Thursday 7 April 2016

Review: Goatpsalm – 'Downstream'


Goatpsalm are out to confound expectations with their free-flowing blend of dark ambient and extreme metal. Arcane and immersive yet cinematic in scope the band's new album 'Downstream' is a unique creature that is heavy on atmosphere. With funeral doom at its core the band incorporate dark ambient, black and death metal elements and folk instruments to create something that defies all classification and reason.

Opening with the stunning 'Grey Rocks' the band layer slow brooding doom, hushed vocals, haunting synthesizers, and natural noises to weave a shamanistic spell over the listener. 'Flowers Of the Underworld' opens with tribal rhythms and soft wooden pipes before crashing into a full-on funeral doom dirge augmented by female vocals and spacey ambient synths. 'White Sea' features a prolonged introduction of waves crashing and gulls screeching before slowly fading into a folk string section layered over spacey synths to create a restrained almost new age ambient track.

'Orphan' follows on nicely with its drum intro giving way to a slow blackened guitar that slowly builds into another nice slice of funeral doom with throat singing and mouth harps for good measure. 'Of Bone And Sinew' is a more up-tempo and overt blend of black and death metal elements that pulls the album into more demonic territory. 'The Waylayer (A Great Spring Hunger)' retreats back into folk influenced shamanistic ambience again for a long, weird and enthralling composition. The title track closes the album in spectacular fashion with a din of echoing drones slowly unveiling a stead drum beat before unveiling the hushed vocals and haunting guitars that eventually erupts into full-on blackened doom.

The production is wonderful.
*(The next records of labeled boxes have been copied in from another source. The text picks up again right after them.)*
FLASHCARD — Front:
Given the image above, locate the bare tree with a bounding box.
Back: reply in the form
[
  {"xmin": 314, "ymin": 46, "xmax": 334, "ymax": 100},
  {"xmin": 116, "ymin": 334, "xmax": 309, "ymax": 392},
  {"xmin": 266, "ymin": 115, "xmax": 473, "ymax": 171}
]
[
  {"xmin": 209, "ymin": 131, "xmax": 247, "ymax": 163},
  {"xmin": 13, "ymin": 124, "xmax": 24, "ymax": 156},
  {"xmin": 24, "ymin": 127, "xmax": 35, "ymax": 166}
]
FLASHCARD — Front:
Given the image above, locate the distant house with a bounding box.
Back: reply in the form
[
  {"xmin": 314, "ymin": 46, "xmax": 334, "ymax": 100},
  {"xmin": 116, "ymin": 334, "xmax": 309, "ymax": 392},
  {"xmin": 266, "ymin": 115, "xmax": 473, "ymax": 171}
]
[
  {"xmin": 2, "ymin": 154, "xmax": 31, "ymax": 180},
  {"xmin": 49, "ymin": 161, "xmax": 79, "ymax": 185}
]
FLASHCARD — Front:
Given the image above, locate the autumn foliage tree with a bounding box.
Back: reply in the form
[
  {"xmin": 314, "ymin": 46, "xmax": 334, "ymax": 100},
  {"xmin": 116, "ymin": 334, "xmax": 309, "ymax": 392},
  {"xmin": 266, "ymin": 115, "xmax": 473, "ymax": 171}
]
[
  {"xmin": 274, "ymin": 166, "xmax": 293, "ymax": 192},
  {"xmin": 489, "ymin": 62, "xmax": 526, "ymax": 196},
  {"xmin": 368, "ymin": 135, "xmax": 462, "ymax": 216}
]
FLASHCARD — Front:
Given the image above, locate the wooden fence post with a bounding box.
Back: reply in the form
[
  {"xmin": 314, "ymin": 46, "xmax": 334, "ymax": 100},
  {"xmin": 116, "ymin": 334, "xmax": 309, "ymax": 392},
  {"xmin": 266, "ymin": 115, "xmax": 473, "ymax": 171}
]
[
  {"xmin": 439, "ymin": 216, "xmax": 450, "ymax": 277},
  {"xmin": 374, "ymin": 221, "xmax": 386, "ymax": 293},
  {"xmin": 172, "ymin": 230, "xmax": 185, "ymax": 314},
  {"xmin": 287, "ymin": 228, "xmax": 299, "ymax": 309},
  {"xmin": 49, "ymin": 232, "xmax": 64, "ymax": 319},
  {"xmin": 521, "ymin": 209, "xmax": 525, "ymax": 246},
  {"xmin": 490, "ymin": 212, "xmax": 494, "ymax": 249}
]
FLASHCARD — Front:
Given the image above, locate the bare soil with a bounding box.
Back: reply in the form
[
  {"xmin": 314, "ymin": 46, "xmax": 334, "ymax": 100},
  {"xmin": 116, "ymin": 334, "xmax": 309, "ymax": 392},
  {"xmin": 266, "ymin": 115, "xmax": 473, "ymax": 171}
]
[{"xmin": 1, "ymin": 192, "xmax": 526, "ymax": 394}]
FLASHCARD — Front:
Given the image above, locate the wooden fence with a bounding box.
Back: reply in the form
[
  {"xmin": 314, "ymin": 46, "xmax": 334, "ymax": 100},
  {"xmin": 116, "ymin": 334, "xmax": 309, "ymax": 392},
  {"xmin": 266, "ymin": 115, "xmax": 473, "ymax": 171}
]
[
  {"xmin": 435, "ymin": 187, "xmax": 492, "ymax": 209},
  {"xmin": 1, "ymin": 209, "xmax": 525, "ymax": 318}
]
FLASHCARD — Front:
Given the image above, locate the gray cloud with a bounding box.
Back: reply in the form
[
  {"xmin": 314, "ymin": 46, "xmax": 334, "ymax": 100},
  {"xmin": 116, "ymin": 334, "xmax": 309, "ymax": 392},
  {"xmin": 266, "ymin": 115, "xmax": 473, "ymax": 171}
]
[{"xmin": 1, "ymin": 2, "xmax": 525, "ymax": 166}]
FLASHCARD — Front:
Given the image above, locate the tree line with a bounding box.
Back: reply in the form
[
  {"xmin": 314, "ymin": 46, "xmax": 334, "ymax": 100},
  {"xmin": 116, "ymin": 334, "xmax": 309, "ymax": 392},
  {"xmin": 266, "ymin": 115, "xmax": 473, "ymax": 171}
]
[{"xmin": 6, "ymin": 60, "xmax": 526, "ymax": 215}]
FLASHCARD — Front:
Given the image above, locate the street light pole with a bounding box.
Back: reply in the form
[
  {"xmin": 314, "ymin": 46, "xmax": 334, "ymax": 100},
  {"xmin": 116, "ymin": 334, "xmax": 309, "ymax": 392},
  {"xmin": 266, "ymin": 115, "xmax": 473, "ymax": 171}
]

The mixtures of styles and instruments have not been a problem for the band and everything is performed, recorded and mixed wonderfully putting the atmosphere of each composition at the centre of their tasks.

This is a brilliant album. If you're into haunting ambient, occult and pagan themes, and copious amounts of slow and thick doom metal then this album will be a delight to listen to. It is mysterious, atmospheric, and utterly immersive in its scope and while at times it can be challenging, it is also very rewarding.